Insieme ai colleghi S.S. Tiwari e S.S. Dash del Botanical Survey of India, Maity ha osservato per giorni questa creatura vegetale che la scienza non aveva ancora catalogato. I fiori della Actinidia indica, larghi fino a sei centimetri e di una tonalità che vira dal bianco al crema, si aprono tra grandi foglie ovate, distinguendosi nettamente dalle varietà commerciali che il mondo ha imparato a conoscere.
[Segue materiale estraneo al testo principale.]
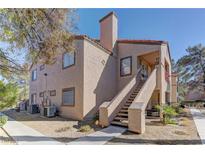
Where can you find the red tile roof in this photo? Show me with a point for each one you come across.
(158, 42)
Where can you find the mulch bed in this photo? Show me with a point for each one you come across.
(183, 133)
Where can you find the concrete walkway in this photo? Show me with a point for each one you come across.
(99, 137)
(199, 120)
(23, 134)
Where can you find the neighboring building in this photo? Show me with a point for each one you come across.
(109, 75)
(194, 95)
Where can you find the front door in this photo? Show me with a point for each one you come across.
(33, 99)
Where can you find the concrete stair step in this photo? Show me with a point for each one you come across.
(123, 110)
(120, 118)
(117, 123)
(125, 107)
(123, 114)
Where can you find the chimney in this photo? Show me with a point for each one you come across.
(109, 31)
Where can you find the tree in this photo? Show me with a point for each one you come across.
(8, 94)
(40, 33)
(182, 80)
(191, 70)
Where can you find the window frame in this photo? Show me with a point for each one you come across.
(121, 60)
(42, 94)
(33, 94)
(32, 75)
(42, 67)
(51, 91)
(65, 90)
(68, 65)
È un arbusto rampicante perenne che raggiunge i quattro metri d'altezza, un abitante discreto di una zona di transizione botanica dove la nebbia dell'Himalaya orientale nutre una flora di straordinaria densità.
La scoperta porta a 56 il numero totale di specie di Actinidia censite a livello globale, un genere la cui storia moderna è legata al viaggio di pochi semi trasportati dall'Asia alla Nuova Zelanda all'inizio del Novecento. Tuttavia, questa variante selvatica è rimasta confinata in un fazzoletto di terra vicino alla valle di Ziro, un luogo dove l'equilibrio naturale è preservato anche grazie alla gestione millenaria della comunità indigena degli Apatani.
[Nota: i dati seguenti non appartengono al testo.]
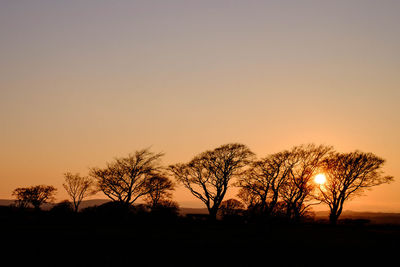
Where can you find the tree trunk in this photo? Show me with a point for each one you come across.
(213, 214)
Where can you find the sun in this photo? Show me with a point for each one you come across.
(320, 178)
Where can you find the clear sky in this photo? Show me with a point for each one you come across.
(82, 82)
Per gli scienziati, il lavoro è appena iniziato. Sebbene la pianta sia stata descritta con precisione anatomica, l'Unione Internazionale per la Conservazione della Natura la classifica per ora come Data Deficient. Non conosciamo ancora quanti esemplari popolino realmente queste foreste, né quanto sia vasto il loro areale oltre i confini della valle. Maity e la sua squadra hanno chiesto nuove spedizioni sul campo, consapevoli che ogni pianta identificata è un tassello che ricompone l'immagine di un ecosistema fragile e prezioso.
Lì, tra i rami coperti di peli bruni che al tatto rivelano una consistenza quasi vellutata, la natura continua a tessere la sua trama senza fretta, lontano dalle rotte commerciali, fedele a un ritmo che l'uomo ha appena ricominciato ad ascoltare.